Let $K_n$ be a complete graph with n vertices, where n is even

Show that $K_n$ can be decomposed into $\frac{(n-1)}{2}$ disjointed Hamiltonian paths on edges

My idea was to use Menger's theorem that says:

Let $G$ be a connected graph and let $u$ and $v$ be vertices of $G$. Then the number of $uv$-disjoint paths per edge is equal to the minimum number of edges on a $(u, v)$ -separator

Since we are working with a complete graph the minimum number of edges that there will be in a $(u, v)$ - separator will be $n-1$, so we will have $n-1$ internally disjoint paths in edges. However, I don't know how to continue

Answer 1

We can decompose the set of edges of $K_n$ into ($n/2$ edge-disjoint) paths provided $n+1$ is prime. For this it suffices to decompose the set of edges of $K_{n+1}$ into Hamiltonian cycles, then fix a vertex $v$ of $K_{n+1}$ and remove it from each of cycles of the decomposition. This results a decomposition of the set of edges of $K_{n+1}$ without $v$ into Hamiltonian paths.
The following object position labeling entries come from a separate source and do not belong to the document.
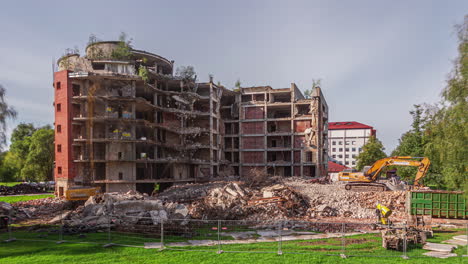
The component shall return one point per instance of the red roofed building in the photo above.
(346, 139)
(334, 167)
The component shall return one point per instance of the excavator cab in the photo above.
(383, 213)
(367, 179)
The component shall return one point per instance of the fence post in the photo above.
(109, 237)
(60, 241)
(405, 242)
(10, 235)
(280, 238)
(466, 233)
(162, 234)
(343, 240)
(219, 238)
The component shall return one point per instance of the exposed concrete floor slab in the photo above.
(463, 238)
(439, 247)
(455, 242)
(438, 254)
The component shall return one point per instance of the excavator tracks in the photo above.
(366, 187)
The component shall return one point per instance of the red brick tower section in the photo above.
(63, 172)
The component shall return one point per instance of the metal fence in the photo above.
(219, 236)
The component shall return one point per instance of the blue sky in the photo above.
(375, 58)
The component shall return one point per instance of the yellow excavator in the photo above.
(366, 180)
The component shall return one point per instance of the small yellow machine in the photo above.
(83, 193)
(366, 179)
(383, 212)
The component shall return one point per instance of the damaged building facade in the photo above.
(126, 122)
(278, 130)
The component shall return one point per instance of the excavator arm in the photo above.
(368, 177)
(423, 165)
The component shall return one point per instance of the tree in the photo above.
(123, 51)
(40, 159)
(446, 130)
(237, 85)
(411, 143)
(187, 73)
(372, 151)
(315, 83)
(7, 174)
(19, 148)
(6, 112)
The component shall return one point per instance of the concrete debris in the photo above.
(22, 188)
(5, 208)
(438, 254)
(122, 209)
(45, 208)
(439, 247)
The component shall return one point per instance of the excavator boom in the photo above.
(370, 175)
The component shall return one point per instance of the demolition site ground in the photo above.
(259, 220)
(34, 252)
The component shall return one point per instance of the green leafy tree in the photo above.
(20, 140)
(7, 174)
(40, 159)
(372, 151)
(446, 130)
(123, 51)
(6, 112)
(411, 143)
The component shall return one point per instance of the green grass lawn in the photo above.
(22, 198)
(9, 183)
(315, 251)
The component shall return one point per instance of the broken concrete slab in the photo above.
(157, 216)
(153, 245)
(133, 206)
(203, 242)
(438, 254)
(455, 242)
(239, 235)
(60, 217)
(463, 238)
(439, 247)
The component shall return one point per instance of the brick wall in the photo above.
(63, 159)
(298, 140)
(252, 128)
(301, 125)
(253, 157)
(254, 112)
(252, 142)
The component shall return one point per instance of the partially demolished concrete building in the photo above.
(275, 129)
(123, 122)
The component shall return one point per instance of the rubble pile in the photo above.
(236, 200)
(332, 200)
(19, 189)
(124, 209)
(46, 207)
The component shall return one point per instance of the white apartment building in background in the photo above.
(346, 139)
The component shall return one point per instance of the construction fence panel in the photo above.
(134, 231)
(316, 238)
(365, 240)
(191, 235)
(249, 236)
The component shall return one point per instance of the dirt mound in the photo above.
(19, 189)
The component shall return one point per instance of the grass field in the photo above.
(22, 198)
(315, 251)
(9, 183)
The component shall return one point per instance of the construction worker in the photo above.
(156, 189)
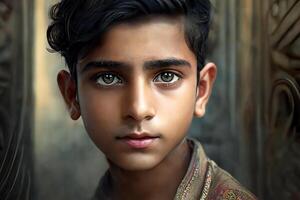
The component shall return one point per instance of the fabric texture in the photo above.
(204, 180)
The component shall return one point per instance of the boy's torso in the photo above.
(204, 180)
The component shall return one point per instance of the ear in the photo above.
(68, 90)
(207, 77)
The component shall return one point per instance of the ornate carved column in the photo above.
(15, 100)
(283, 99)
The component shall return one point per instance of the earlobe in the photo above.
(207, 77)
(68, 90)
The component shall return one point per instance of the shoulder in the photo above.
(225, 187)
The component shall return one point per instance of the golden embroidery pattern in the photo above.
(207, 183)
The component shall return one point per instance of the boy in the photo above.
(137, 77)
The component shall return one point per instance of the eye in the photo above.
(167, 77)
(108, 79)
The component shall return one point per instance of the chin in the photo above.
(140, 163)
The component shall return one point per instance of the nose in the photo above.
(139, 102)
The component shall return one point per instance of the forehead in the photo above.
(142, 40)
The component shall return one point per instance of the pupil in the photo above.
(108, 78)
(167, 77)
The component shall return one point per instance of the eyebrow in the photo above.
(153, 64)
(102, 64)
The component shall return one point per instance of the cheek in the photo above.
(100, 112)
(177, 109)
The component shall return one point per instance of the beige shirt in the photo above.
(204, 180)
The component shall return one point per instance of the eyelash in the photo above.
(120, 81)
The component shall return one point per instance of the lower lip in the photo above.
(139, 143)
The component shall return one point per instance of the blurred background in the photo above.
(251, 129)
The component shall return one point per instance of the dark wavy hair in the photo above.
(77, 25)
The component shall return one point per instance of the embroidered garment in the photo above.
(204, 180)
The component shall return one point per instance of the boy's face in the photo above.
(138, 92)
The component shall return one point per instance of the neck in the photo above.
(160, 182)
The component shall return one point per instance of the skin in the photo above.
(141, 100)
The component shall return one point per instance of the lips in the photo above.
(138, 140)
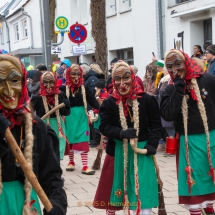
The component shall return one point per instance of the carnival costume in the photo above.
(77, 123)
(190, 103)
(128, 180)
(38, 143)
(46, 101)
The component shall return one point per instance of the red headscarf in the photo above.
(15, 115)
(193, 70)
(55, 90)
(69, 82)
(134, 93)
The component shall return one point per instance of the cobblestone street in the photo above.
(81, 188)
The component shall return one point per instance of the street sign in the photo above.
(55, 50)
(79, 50)
(78, 33)
(61, 22)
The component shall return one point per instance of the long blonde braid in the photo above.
(205, 123)
(28, 153)
(124, 125)
(1, 185)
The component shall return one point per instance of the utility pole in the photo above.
(46, 32)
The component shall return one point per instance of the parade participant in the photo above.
(160, 73)
(37, 142)
(77, 123)
(189, 102)
(128, 179)
(49, 97)
(149, 81)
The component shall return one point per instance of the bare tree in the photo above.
(97, 8)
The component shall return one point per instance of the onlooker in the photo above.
(138, 79)
(109, 85)
(34, 85)
(197, 51)
(42, 68)
(210, 55)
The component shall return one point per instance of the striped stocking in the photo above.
(195, 211)
(84, 159)
(71, 157)
(110, 212)
(209, 208)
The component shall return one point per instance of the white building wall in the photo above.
(191, 24)
(132, 29)
(33, 9)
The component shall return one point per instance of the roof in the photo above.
(5, 6)
(16, 6)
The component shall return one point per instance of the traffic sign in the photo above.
(77, 33)
(55, 50)
(61, 22)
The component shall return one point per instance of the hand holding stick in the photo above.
(27, 170)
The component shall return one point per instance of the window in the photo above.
(16, 31)
(207, 30)
(125, 5)
(126, 55)
(24, 28)
(110, 8)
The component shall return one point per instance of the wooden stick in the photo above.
(27, 170)
(133, 143)
(53, 110)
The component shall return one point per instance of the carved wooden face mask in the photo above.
(122, 79)
(75, 75)
(48, 82)
(10, 84)
(175, 65)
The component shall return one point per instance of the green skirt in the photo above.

We can construct a required decomposition of $K_{n+1}$ identifying its set of vertices with a field $\Bbb Z_{n+1}=\Bbb Z/(n+1)\Bbb Z$. To each integer $i$ from $1$ to $n/2$ corresponds a Hamiltonian cycle in $K_{n+1}$, whose edges are $\{j,k\}\subset\Bbb Z_{n+1}$ such that $j-k=\pm i\pmod {n+1}$.

Answer 2

There is a standard construction for decomposing $K_{2k}$ into $k$ Hamiltonian paths. It is illustrated below:

Formally, if the vertices are numbered $0, 1, \dots, 2k-1$ modulo $2k$ (which we visualize by arranging them in a circle, as I did above) then the $i^{\text{th}}$ Hamiltonian path is $$ (i, i+1, i-1, i+2, i-2, i+3, i-3, \dots, i + (k-1), i - (k-1), i+k). $$ Some checking needs to be done to verify that every edge is used exactly once.

This construction can be extended to decomposing $K_{2k+1}$ into $k$ Hamiltonian cycles. If the extra vertex of $K_{2k+1}$ not appearing in $K_{2k}$ is called $x$, then each of the Hamiltonian paths in $K_{2k}$ is extended to a Hamiltonian cycle in $K_{2k+1}$ by joining both endpoints to $x$. (Note that each vertex in $K_{2k}$ is the endpoint of exactly one Hamiltonian path in the decomposition.)